Former Vice President Joe Biden was declared the winner of Wisconsin in the presidential election by the Associated Press Wednesday afternoon, after a record setting 3.2 million votes were cast in the state.
Unofficial results show Biden with a lead of about 20,000 votes over President Trump, who has already said he would request a recount.
Trump led Wisconsin by as many as 100,000 votes Tuesday night as in-person votes were counted — but Biden overtook Trump early Wednesday morning as a flood of 170,000 absentee votes, mostly Democratic, were reported from the City of Milwaukee. Late results from Green Bay and the city of Kenosha ultimately sealed Biden’s victory.
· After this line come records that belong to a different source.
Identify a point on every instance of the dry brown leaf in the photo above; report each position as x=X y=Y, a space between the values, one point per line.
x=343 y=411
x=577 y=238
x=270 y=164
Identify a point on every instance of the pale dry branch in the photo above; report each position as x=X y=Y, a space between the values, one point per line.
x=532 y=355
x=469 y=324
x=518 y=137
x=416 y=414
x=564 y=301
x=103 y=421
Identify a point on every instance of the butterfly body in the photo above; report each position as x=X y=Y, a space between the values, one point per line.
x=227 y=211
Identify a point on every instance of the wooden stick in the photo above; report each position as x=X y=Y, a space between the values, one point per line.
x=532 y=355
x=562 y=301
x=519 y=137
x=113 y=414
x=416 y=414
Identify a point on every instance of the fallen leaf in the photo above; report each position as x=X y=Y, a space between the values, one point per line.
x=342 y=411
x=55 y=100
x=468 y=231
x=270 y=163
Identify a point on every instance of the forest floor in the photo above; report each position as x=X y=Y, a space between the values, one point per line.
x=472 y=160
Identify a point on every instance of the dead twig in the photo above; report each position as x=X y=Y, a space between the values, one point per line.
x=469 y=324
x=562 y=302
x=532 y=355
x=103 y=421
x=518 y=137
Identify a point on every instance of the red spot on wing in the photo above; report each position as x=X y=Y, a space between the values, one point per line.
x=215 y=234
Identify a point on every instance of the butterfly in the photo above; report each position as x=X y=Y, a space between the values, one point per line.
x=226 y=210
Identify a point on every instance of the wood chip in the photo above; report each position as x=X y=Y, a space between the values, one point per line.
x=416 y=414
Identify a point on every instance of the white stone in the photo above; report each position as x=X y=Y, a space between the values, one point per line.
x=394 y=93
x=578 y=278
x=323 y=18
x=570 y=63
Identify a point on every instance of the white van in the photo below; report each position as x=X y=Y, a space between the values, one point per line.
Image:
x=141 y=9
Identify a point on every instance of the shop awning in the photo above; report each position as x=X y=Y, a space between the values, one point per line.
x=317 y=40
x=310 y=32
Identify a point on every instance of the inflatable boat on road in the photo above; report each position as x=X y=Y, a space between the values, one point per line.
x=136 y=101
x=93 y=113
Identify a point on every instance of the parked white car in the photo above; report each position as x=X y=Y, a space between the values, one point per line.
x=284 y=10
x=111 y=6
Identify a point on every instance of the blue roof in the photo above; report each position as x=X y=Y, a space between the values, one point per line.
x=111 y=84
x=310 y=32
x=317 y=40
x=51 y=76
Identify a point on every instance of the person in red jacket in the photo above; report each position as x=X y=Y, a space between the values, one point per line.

Wisconsin, like many states in America, set a record for the number of votes cast in this election. The 3.2 million cast is over 200,000 votes higher than the previous high in the 2004 presidential election. Voter turnout was slightly higher in 2004 than 2020, though the states 71.4 percent turnout was higher than most.
Biden’s lead looks very similar to Trump’s 2016 margin of victory in Wisconsin, when Trump won by about 23,000 votes.
Bill Stepien, Trump’s campaign manager, released a statement shortly after the AP announced Biden’s victory calling for a recount.
“Despite ridiculous public polling used as a voter suppression tactic, Wisconsin has been a razor thin race as we always knew that it would be. There have been reports of irregularities in several Wisconsin counties which raise serious doubts about the validity of the results,” Stepien said. “The President is well within the threshold to request a recount and we will immediately do so.”
However, Trump’s chances of actually winning a recount are slim. In the recount of the 2016 general election, Wisconsin officials changed just 131 out of 2.9 million ballots.
If Trump were to request a recount, it could cost him upwards of $3 million, since the current 0.6 percent difference between the candidates is above the 0.25 percent threshold required by Wisconsin state law for an automatic recount.
Former Wisconsin Gov. Scott Walker tweeted that a 20,000 vote lead would be a “high hurdle” to overcome in a recount.
Meagan Wolfe, the director of the Wisconsin Elections Commission, said Wednesday it was “insulting” to local election officials to say that the election was “anything but an incredible success.”
“We’ve had a recount before, and it showed we have a really good process — our local election officials are doing a really good job,” Wolfe said. “I believe that would be the case if we had a recount again in our state.”
If unofficial results hold, it would mark the fourth time out of the last six presidential elections decided by less than 1 percent in Wisconsin. It would also be the sixth time in eight races that the presidential winner would fail to reach 50 percent of the total vote.
Wolfe said late Wednesday morning that all votes had been counted and verified except those from Willow, a town in Richland County with fewer than 300 voters. The town clerk reportedly fell sick, and officials were having an exceptionally difficult time contacting her.
Willow eventually reported its results in the late afternoon Wednesday. 157 votes went to Trump, 114 to Biden and three went to third party or write-in candidates. Those votes will not significantly impact Biden’s lead over Trump when official results are released.